Yaklaşık 20 yıldan bu yana dostluklarına değinen ve Tuncay Kurtis aracılığı ile tanıştıklarını belirten Aral, roman fikrinin de o yıllarda oluştuğunu söyledi. Bir senaryo çalışması olarak Güney ile birlikte başladıkları senaryo yazım sürecinde, ‘O zaman Yılmaz Güney hakkında bilinmeyen, henüz kamuoyunun çok fazla bilmediği, bazı özel saydığı bilgileri bana verdi senaryoda kullanmamız için. Bunlar bana sözlü olarak anlatılmış şeylerdi. Burada bir belge, mektup ya da iddia edildiği gibi bir senaryo taslağı, hiçbir şey yoktu. Ben önce 40-50 sayfalık bir film hikâyesi yazdım. Fatoş hanım okudu ve onun üzerine de bunu senaryo olarak çalışmaya başladık.’  dedi.

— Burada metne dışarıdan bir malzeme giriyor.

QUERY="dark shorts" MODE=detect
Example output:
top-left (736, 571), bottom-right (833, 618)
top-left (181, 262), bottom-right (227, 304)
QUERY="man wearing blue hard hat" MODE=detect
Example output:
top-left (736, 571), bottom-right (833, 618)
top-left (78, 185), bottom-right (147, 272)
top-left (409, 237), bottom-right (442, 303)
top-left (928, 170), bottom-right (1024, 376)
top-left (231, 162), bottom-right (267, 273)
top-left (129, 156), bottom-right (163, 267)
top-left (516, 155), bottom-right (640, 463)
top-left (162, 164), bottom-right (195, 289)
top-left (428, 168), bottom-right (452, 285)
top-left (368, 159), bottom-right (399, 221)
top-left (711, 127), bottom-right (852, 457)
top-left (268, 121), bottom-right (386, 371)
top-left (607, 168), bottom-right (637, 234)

Senaryo çalışması sırasında Yılmaz Güney’in yaşamının roman konusu olarak da etkileyici olacağını fark eden Aral, Fatoş Güney’e roman yazmak istediğini belirtir, ‘O da bana 'Ben de yazacağım' dedi. 'Tamam, sen de yaz. Ben bir romancıyım. Ben bir roman olarak anlatmak istiyorum. Sen de ne tür istersen öyle yap. Farklı bakışlarımız olacaktır.' diye konuştuk. Hatta bunu şu salonda konuştuk. 'O zaman gerçek ismini kullanma' dedi. Zaten kullanmam, senaryoda bile kullanmamıştık. Ama hikâyenin bir Yılmaz Güney hikâyesi olduğunu biraz bilen herkes zaten görebilir, anlayabilir. Hiçbir romanımda da kullanmam ben gerçek isimleri.

Kitabı yazarken pek çok başka kaynaktan da yararlandığını belirten Aral, Yılmaz Güney varolan diğer kaynaklardan da yararlandığını belirtti.  Aral DHA’ya yaptığı açıklamada Fatoş Güney’i çok sevdiğini, böyle davranmasına bir anlam veremediğini söyleyip, ‘Niçin olduğunu şöyle yorumluyorum, kendisi de bir kitap hazırlığındaymış ama o kitap benimki çıktıktan sonra 'Şimdi bunu kimse okumaz. Elimde kaldı çöpe gidecek' diye endişe etmiştir. Bir telefon konuşması yaptık. Ben de öyle olmayacağını, onun benim dışardan bakarak anlattıklarımın çok çok fazlasını bildiğini söyledim… Bu bir roman. Herkes yazabilir. Yılmaz Güney üzerine zaten bir sürü araştırma var. Bir sürü görüş var. Kitaplar var. Ben bunlardan yararlandım ve 'Benim senaryomu çaldı, üzerine yazdı' gibi bir şey söz konusu bile değil. Senaryo da onun değil. Senaryoyu da ben yazdım zaten. Böyle çelişkilerle dolu bir ifade var ortada.’ dedi.